Paraná tem aproximadamente 15 mil casos suspeitos de Dengue

Na terça-feira, 18, a Secretaria de Estado da Saúde (Sesa) divulgou o Informe Epidemiológico n.º 21/2021-2022 sobre a situação da dengue em todo o Paraná. Segundo os dados técnicos, neste boletim o litoral paranaense não contabilizou casos confirmados de dengue, doença causada pelo mosquito Aedes aegypti. A análise abrange o período entre o dia 12 a 18 de janeiro.

Litoral 

Nos documentos anteriores, o litoral contabilizou nove casos de Dengue, sendo quatro infectados em Pontal do Paraná, três casos confirmados em Paranaguá e outros dois casos em Guaratuba. No recente boletim, novos casos positivos não foram registrados. 

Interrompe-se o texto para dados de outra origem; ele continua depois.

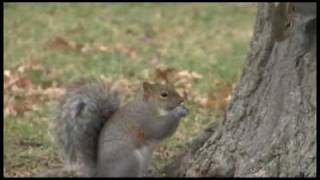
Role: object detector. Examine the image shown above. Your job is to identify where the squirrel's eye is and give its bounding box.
[160,91,168,98]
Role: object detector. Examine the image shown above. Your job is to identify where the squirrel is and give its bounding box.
[40,82,189,177]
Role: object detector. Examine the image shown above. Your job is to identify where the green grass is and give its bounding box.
[4,3,256,176]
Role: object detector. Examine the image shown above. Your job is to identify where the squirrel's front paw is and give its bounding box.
[175,104,189,117]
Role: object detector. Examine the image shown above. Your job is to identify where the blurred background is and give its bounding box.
[3,3,256,176]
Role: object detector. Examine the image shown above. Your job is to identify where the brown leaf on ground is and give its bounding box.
[114,43,137,59]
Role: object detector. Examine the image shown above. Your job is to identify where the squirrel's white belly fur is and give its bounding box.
[134,146,151,177]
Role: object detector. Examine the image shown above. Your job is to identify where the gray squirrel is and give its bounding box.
[42,82,189,177]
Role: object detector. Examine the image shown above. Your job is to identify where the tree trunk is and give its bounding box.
[163,3,317,177]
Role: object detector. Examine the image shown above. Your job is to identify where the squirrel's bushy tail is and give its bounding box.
[53,81,120,174]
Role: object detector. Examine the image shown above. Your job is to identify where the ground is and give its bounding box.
[4,3,256,176]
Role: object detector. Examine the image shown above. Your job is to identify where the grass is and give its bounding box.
[4,3,256,176]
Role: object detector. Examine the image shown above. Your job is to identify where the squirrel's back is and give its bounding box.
[53,81,120,176]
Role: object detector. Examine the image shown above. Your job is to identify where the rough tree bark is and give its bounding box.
[162,3,317,177]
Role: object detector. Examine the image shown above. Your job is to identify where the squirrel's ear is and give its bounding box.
[142,81,152,98]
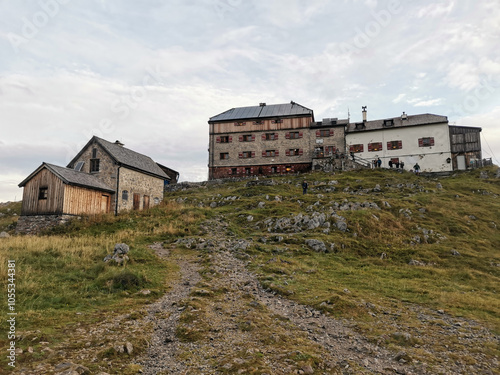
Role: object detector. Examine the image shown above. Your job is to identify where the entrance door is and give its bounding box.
[133,193,141,210]
[457,155,466,171]
[101,195,109,213]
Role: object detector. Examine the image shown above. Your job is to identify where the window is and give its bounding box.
[262,133,278,141]
[316,129,333,137]
[38,187,49,199]
[368,142,382,152]
[387,141,403,150]
[74,161,85,172]
[239,151,255,159]
[286,148,304,156]
[285,132,302,139]
[216,135,233,143]
[418,137,434,147]
[349,144,363,152]
[239,134,255,142]
[262,150,279,158]
[90,159,99,172]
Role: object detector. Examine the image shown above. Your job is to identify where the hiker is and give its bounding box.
[413,163,420,175]
[302,180,309,194]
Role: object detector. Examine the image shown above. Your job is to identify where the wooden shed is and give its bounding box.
[19,163,114,216]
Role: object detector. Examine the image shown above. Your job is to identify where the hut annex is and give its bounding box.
[17,136,172,233]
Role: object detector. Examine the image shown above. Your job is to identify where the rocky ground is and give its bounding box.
[10,219,500,375]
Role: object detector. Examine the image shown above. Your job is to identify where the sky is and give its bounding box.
[0,0,500,202]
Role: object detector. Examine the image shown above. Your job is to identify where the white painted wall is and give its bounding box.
[346,123,453,172]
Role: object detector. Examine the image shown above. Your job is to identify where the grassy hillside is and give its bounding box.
[0,167,500,374]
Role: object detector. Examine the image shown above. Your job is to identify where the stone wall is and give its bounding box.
[16,215,79,234]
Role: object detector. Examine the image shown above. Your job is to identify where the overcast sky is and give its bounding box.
[0,0,500,202]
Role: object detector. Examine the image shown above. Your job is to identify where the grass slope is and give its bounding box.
[0,167,500,374]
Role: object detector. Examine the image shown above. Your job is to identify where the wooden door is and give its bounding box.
[133,193,141,210]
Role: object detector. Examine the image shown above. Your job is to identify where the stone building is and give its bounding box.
[18,136,170,232]
[208,102,348,179]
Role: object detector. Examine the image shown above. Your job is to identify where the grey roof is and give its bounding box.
[208,102,314,122]
[68,136,170,180]
[19,163,114,193]
[346,113,448,133]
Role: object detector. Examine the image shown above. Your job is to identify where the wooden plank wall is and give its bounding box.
[63,186,111,215]
[21,169,64,215]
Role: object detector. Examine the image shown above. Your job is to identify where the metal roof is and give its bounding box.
[209,102,314,122]
[346,113,448,133]
[19,163,114,193]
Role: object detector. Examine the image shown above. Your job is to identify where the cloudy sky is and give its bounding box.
[0,0,500,201]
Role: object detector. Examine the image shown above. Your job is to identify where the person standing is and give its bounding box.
[413,163,420,175]
[302,180,309,194]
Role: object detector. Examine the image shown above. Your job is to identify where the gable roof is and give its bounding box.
[208,102,314,123]
[346,113,448,133]
[68,136,170,180]
[19,162,115,193]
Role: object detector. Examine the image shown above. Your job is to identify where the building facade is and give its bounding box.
[346,108,453,172]
[208,102,347,179]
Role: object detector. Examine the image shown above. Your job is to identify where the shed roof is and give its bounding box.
[346,113,448,133]
[68,136,170,180]
[19,162,114,193]
[208,102,314,123]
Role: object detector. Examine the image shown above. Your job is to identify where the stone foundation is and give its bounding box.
[16,215,78,234]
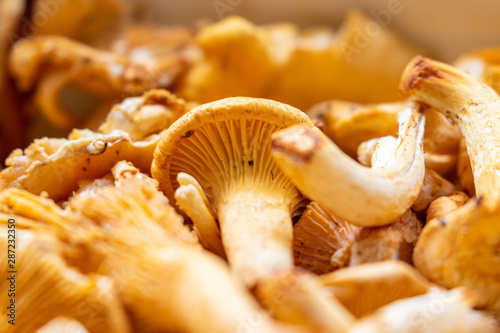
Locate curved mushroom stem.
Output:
[400,57,500,311]
[218,186,293,286]
[272,102,425,226]
[400,57,500,207]
[175,172,226,258]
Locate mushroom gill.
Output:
[151,97,312,285]
[0,90,184,201]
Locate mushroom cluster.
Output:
[0,9,500,333]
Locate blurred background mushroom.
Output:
[151,98,313,286]
[400,57,500,311]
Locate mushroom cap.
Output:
[320,260,433,317]
[151,97,313,202]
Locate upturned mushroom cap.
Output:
[320,261,433,317]
[255,270,355,333]
[151,97,312,285]
[0,90,184,201]
[293,202,360,274]
[349,289,498,333]
[400,57,500,310]
[272,102,425,226]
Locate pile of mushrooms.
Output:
[0,11,500,333]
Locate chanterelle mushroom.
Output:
[272,101,425,226]
[255,270,355,333]
[0,228,131,333]
[0,161,286,332]
[320,260,433,317]
[0,90,184,200]
[400,57,500,311]
[9,36,187,131]
[151,97,312,285]
[293,202,360,274]
[349,289,498,333]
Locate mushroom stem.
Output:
[175,172,226,258]
[400,56,500,206]
[272,106,425,226]
[218,187,293,286]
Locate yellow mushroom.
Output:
[400,57,500,311]
[272,101,425,226]
[269,10,423,109]
[0,0,26,161]
[179,11,421,109]
[307,101,405,158]
[457,139,476,196]
[320,260,432,317]
[453,48,500,93]
[294,202,422,274]
[151,97,312,285]
[349,289,498,333]
[9,36,193,131]
[349,209,422,266]
[31,0,131,44]
[2,161,290,332]
[0,228,131,333]
[293,202,360,274]
[0,90,184,201]
[307,100,461,176]
[426,192,469,223]
[255,270,355,333]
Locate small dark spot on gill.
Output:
[181,130,194,139]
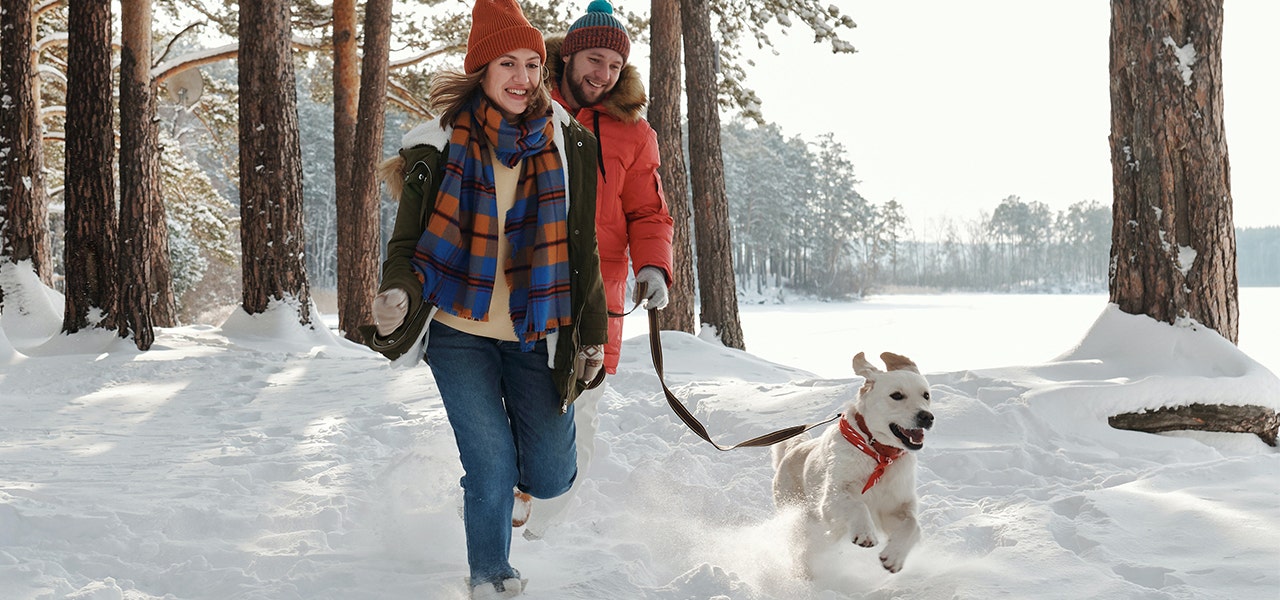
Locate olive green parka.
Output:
[360,102,608,412]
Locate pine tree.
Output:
[239,0,311,325]
[63,0,119,333]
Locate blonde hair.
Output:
[378,64,552,201]
[428,65,552,129]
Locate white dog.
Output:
[773,352,933,573]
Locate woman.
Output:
[362,0,608,599]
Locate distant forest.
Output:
[145,65,1280,319]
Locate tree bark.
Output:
[338,0,392,342]
[680,0,746,349]
[118,0,175,351]
[0,1,54,306]
[63,0,119,334]
[649,0,698,334]
[1107,403,1280,446]
[1110,0,1239,343]
[333,0,360,335]
[238,0,311,325]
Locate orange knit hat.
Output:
[462,0,547,74]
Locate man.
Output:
[516,0,672,539]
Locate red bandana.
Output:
[840,413,905,494]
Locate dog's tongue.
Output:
[902,429,924,445]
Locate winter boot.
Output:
[471,577,529,600]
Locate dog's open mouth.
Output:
[888,423,924,450]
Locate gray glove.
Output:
[573,345,604,384]
[635,266,667,310]
[374,288,408,335]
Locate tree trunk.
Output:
[338,0,392,342]
[118,0,175,351]
[1107,403,1280,446]
[1110,0,1276,445]
[1110,0,1239,343]
[649,0,698,334]
[63,0,119,334]
[333,0,360,331]
[333,0,360,194]
[239,0,311,325]
[0,1,54,306]
[680,0,746,349]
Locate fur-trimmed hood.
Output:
[544,33,649,123]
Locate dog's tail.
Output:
[769,434,809,471]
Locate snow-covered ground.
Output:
[0,277,1280,600]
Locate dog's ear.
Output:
[881,352,920,372]
[854,352,879,379]
[854,352,881,394]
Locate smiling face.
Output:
[854,352,933,450]
[480,49,543,122]
[561,47,627,110]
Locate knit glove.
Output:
[374,288,408,335]
[635,266,667,310]
[573,345,604,384]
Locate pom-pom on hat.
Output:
[462,0,547,74]
[561,0,631,60]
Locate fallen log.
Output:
[1107,404,1280,446]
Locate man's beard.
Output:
[564,59,608,106]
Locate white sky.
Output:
[749,0,1280,229]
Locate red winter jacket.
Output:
[547,36,673,374]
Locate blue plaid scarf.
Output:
[412,93,572,352]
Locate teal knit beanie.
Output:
[561,0,631,61]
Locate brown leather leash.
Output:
[632,308,841,452]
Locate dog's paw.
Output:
[852,532,878,548]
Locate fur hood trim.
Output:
[544,33,649,123]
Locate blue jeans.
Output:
[426,321,577,586]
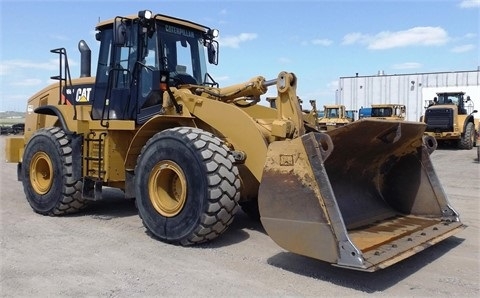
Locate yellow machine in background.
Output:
[4,11,464,271]
[420,92,479,150]
[318,105,355,132]
[371,103,407,121]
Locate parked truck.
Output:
[370,103,406,121]
[318,105,355,132]
[420,91,479,150]
[2,11,465,272]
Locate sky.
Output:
[0,0,480,112]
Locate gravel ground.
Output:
[0,136,480,297]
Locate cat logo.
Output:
[75,88,92,102]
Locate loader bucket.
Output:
[258,119,465,272]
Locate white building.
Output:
[336,67,480,121]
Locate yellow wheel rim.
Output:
[30,152,53,195]
[148,160,187,217]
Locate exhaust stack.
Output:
[78,39,92,78]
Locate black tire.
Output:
[458,122,475,150]
[22,127,88,215]
[135,127,240,245]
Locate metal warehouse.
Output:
[336,67,480,121]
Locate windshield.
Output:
[157,23,207,84]
[325,108,339,118]
[438,93,463,106]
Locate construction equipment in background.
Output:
[420,91,479,150]
[2,11,464,271]
[358,107,372,119]
[318,105,355,132]
[370,103,406,121]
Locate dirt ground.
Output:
[0,136,480,297]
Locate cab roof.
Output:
[95,14,210,32]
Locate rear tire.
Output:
[22,127,88,215]
[135,127,240,245]
[458,122,475,150]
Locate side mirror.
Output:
[207,40,218,65]
[113,17,127,46]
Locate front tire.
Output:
[135,127,240,245]
[22,127,88,215]
[458,122,475,150]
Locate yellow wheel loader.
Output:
[420,91,479,150]
[6,11,464,271]
[318,105,354,132]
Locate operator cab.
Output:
[437,92,470,115]
[92,11,218,124]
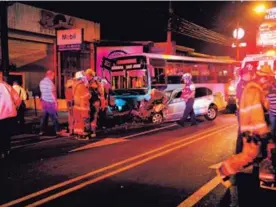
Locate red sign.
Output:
[116,58,137,65]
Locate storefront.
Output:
[0,3,100,97]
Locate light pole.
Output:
[0,1,10,82]
[233,27,245,60]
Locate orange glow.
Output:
[266,50,276,56]
[254,4,266,14]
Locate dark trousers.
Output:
[180,98,196,124]
[0,118,14,154]
[40,101,59,132]
[16,102,26,132]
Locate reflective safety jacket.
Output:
[239,82,269,135]
[0,80,21,120]
[73,81,91,117]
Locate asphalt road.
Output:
[0,115,276,207]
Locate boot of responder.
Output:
[216,134,260,188]
[259,141,276,190]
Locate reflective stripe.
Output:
[223,163,236,175]
[240,103,262,113]
[74,106,90,111]
[80,93,90,98]
[240,123,267,131]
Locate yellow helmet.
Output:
[65,79,73,88]
[75,70,84,80]
[85,68,95,77]
[257,65,275,76]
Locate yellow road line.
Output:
[177,177,220,207]
[69,138,130,152]
[27,125,234,207]
[0,123,233,207]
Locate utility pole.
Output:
[166,0,173,54]
[0,1,10,81]
[236,21,240,61]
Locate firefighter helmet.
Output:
[182,73,192,80]
[85,68,95,77]
[257,65,275,77]
[240,63,257,76]
[75,70,84,80]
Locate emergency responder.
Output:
[13,81,27,133]
[97,78,109,127]
[72,71,91,138]
[132,88,168,119]
[85,68,101,137]
[217,64,274,187]
[0,77,21,159]
[177,73,197,127]
[65,79,74,135]
[225,65,257,206]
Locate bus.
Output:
[104,53,239,97]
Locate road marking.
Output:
[27,125,234,207]
[122,123,177,139]
[209,162,222,169]
[0,124,233,207]
[69,138,129,152]
[69,124,176,152]
[177,177,220,207]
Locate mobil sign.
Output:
[57,29,83,46]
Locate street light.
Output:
[253,4,266,14]
[233,28,245,40]
[232,27,245,60]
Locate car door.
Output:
[166,90,186,121]
[193,87,210,115]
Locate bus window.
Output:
[151,68,166,85]
[127,70,147,88]
[112,71,126,90]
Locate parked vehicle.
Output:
[152,87,219,123]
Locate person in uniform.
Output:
[72,71,91,138]
[177,73,197,127]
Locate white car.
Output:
[152,87,218,123]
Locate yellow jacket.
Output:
[239,82,269,135]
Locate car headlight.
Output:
[228,86,236,92]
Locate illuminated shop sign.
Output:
[112,57,146,70]
[265,8,276,20]
[257,20,276,47]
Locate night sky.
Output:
[23,1,276,56]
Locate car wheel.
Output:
[152,113,163,124]
[205,105,217,121]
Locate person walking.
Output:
[39,70,61,136]
[13,81,27,133]
[0,79,21,159]
[217,65,274,187]
[177,73,197,127]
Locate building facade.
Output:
[0,3,100,97]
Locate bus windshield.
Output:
[111,56,148,94]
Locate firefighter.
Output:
[65,79,74,135]
[177,73,197,127]
[72,72,91,138]
[85,68,103,137]
[217,64,274,187]
[98,78,109,127]
[132,88,168,119]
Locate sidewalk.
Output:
[12,110,67,140]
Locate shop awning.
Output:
[0,40,47,68]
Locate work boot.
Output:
[216,167,232,188]
[176,120,185,127]
[259,158,275,182]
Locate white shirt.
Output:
[39,77,57,103]
[13,85,27,101]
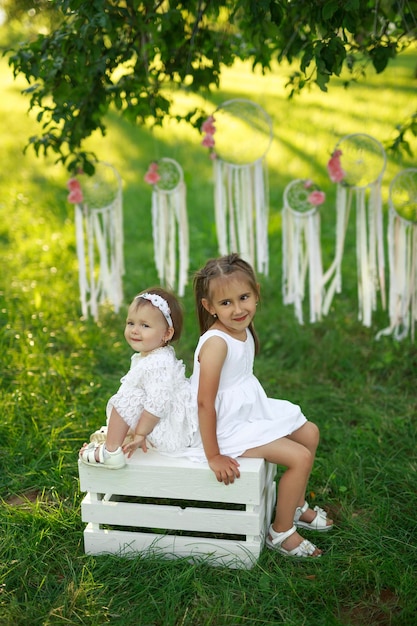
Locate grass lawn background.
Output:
[0,37,417,626]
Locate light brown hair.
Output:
[134,286,184,341]
[193,253,259,354]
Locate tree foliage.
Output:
[5,0,417,172]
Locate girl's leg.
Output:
[242,437,320,554]
[106,407,129,452]
[287,422,320,508]
[288,422,333,526]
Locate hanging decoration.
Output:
[145,158,189,296]
[377,168,417,341]
[67,162,124,320]
[323,134,386,326]
[201,98,272,275]
[282,179,326,324]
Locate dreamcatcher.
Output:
[201,99,272,274]
[323,134,386,326]
[377,168,417,341]
[145,158,189,296]
[282,179,325,324]
[68,162,124,319]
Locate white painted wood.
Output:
[79,450,276,568]
[81,494,265,535]
[84,524,263,569]
[78,450,266,505]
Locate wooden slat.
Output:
[81,494,265,535]
[78,450,266,506]
[84,524,263,569]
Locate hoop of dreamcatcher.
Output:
[377,168,417,341]
[68,161,124,320]
[145,157,189,296]
[323,134,386,326]
[282,179,325,324]
[201,98,272,274]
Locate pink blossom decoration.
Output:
[67,177,84,204]
[308,189,326,206]
[200,115,217,159]
[201,135,215,148]
[144,161,161,185]
[201,115,216,135]
[327,150,346,183]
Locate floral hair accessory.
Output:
[304,180,326,206]
[67,177,84,204]
[136,293,174,328]
[201,115,217,159]
[327,150,346,183]
[144,161,161,185]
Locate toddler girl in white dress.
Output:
[79,287,197,469]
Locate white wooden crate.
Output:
[78,450,276,568]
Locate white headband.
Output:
[136,293,174,328]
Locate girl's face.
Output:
[202,272,259,339]
[125,302,174,356]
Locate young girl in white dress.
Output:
[188,254,332,557]
[79,287,198,469]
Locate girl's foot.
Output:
[79,443,126,469]
[294,502,333,532]
[266,524,323,558]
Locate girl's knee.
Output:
[305,422,320,450]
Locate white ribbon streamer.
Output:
[75,163,124,320]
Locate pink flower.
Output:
[67,178,84,204]
[327,150,346,183]
[201,115,216,135]
[144,161,161,185]
[67,189,84,204]
[201,134,215,148]
[308,189,326,206]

O litoral do Paraná tem 77 casos em investigação da doença, sendo: Paranaguá (57); Pontal do Paraná (11); Guaratuba (5); Guaraqueçaba (3) e Matinhos (1).

O Informe Epidemiológico n.º 21/2021-2022 da Secretaria de Estado da Saúde indica que no litoral não há confirmações de febre Chikungunya e de Zika Vírus.

Paraná

De acordo com o boletim semanal da dengue divulgado pela Sesa, 60 novos casos foram registrados no Paraná, totalizando 673 infectados. Os dados são do novo período sazonal da doença, que iniciou no dia 1.º de agosto de 2021 e deve seguir até julho de 2022. “A Secretaria de Estado da Saúde registra aproximadamente 15 mil casos suspeitos no Paraná, com 4,48% de casos confirmados”, informou a Sesa.

Até o momento, 306 municípios registraram notificações de dengue, destes 112 confirmaram a doença, sendo que 80 municípios com casos autóctones, ou seja, a dengue foi contraída no município de residência. Há ainda, 2.329 casos em investigação e nenhum registro de óbito neste período.

Segundo informações do boletim, os sorotipos Denv1 e Denv2 circulam no Paraná, mantendo a mesma tendência observada no período epidemiológico anterior.

De acordo com a coordenadora de Vigilância Ambiental da Sesa, Ivana Belmonte, é imprescindível que nesse período de intensificação das chuvas e aumento das temperaturas, a população colabore na eliminação de potenciais criadouros.

“Um levantamento entomológico realizado pelos municípios no período de setembro até novembro de 2021, mostrou que lixo, pneus e demais materiais que acumulam água, representam 74% dos recipientes utilizados pela fêmea do Aedes aegypti para depositar seus ovos”, enfatizou.